As mentioned, I received Valkyria Chronicles for the PS3 as a Christmas present this year. So far I’ve put 4-5 hours into it, and my initial reaction is very favorable indeed.
This game is probably classified as a Strategy-RPG but I’m going to coin a new genre here: Storybook Strategy. A Storybook Strategy game is a strongly narrative-driven game that uses strategy battles to move a story forward. In the case of Valkyria Chronicles, the term applies literally since rather than a world map or other device, you literally move through the game via a book.
The book tells the story of the small country of Gallia, caught between two super-powers in an alternate-world World War II (called the Second Europa War here). The Empire in East are the ‘bad guys’ while the Federation to the West are…well, less bad anyway. The Empire were the initial aggressors.

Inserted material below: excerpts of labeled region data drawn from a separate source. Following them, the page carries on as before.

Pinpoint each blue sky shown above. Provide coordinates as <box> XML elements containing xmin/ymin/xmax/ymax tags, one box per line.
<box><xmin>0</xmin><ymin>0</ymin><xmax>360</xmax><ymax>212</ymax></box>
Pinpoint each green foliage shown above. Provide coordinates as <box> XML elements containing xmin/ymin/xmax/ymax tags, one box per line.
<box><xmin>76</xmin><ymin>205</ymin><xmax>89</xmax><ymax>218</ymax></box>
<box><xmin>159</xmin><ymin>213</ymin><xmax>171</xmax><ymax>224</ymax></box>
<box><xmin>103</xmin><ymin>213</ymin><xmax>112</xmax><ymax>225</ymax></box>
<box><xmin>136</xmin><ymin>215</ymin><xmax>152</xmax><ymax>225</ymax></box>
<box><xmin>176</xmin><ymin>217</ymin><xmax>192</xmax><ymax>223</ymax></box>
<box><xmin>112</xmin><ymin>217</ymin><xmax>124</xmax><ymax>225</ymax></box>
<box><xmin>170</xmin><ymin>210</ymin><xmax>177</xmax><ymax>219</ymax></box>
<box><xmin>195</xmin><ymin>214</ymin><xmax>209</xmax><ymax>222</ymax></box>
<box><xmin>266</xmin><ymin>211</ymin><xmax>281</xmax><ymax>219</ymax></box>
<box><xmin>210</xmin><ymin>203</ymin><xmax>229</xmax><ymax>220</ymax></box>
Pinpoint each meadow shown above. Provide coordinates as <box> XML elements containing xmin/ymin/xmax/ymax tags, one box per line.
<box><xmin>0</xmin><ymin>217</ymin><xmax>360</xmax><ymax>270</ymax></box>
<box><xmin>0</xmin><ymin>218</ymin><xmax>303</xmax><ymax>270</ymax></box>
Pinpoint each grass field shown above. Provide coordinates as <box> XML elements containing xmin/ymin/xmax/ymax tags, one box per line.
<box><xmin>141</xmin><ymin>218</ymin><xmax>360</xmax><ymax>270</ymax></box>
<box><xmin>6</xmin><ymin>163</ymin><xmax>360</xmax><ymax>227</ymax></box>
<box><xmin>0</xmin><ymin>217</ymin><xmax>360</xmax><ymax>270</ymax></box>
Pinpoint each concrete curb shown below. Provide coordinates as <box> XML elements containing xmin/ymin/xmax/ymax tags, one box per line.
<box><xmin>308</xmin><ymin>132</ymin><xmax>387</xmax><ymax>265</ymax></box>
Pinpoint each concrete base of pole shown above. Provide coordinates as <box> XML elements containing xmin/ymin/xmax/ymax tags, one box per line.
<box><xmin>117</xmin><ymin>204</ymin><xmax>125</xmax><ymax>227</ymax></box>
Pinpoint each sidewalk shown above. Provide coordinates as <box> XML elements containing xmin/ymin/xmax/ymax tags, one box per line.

Gallia sits on the coast of the North Sea roughly where Estonia and Latvia are in our world (geography isn’t exactly the same as the real world) but the little country feels more western than that. At the start of the story, the Empire is invading Gallia to get at the Ragnite that lies unmined under Gallian soil. (Ragnite, in this world, is the chief energy source; kind of oil and coal and dynamite — even medicine — wrapped into one resource.) The story revolves around Squad 7, a rag-tag militia squad doing their best to contribute to the defense of their country.
Anyway, back to the book, which looks like a richly illustrated history book, where each illustration or map triggers a cut-scene or battle (the actual text surrounding these panels isn’t readable). So you turn pages and work your way through chapters uncovering the story via cut-scene, and moving things along by winning battles. The ‘watercolor’ art style is very bright and peppy, but already there are some dark themes manifesting. The Empire has no qualms about killing civilians, even shooting them in the back as they flee. And among your squad there are issues of extreme racism and hate between members. Quite different from the usual “Good guys are GOOD” angle that most games take.
In Part 2 of my First Look, I’ll get into the RPG aspects of the game, which are fairly unique in a number of ways. I know that “linear” is a bad-word in the gaming nomenclature, but I really enjoy a linear game if it tells a compelling story, and so far Valkyria Chronicles’ story has me hooked.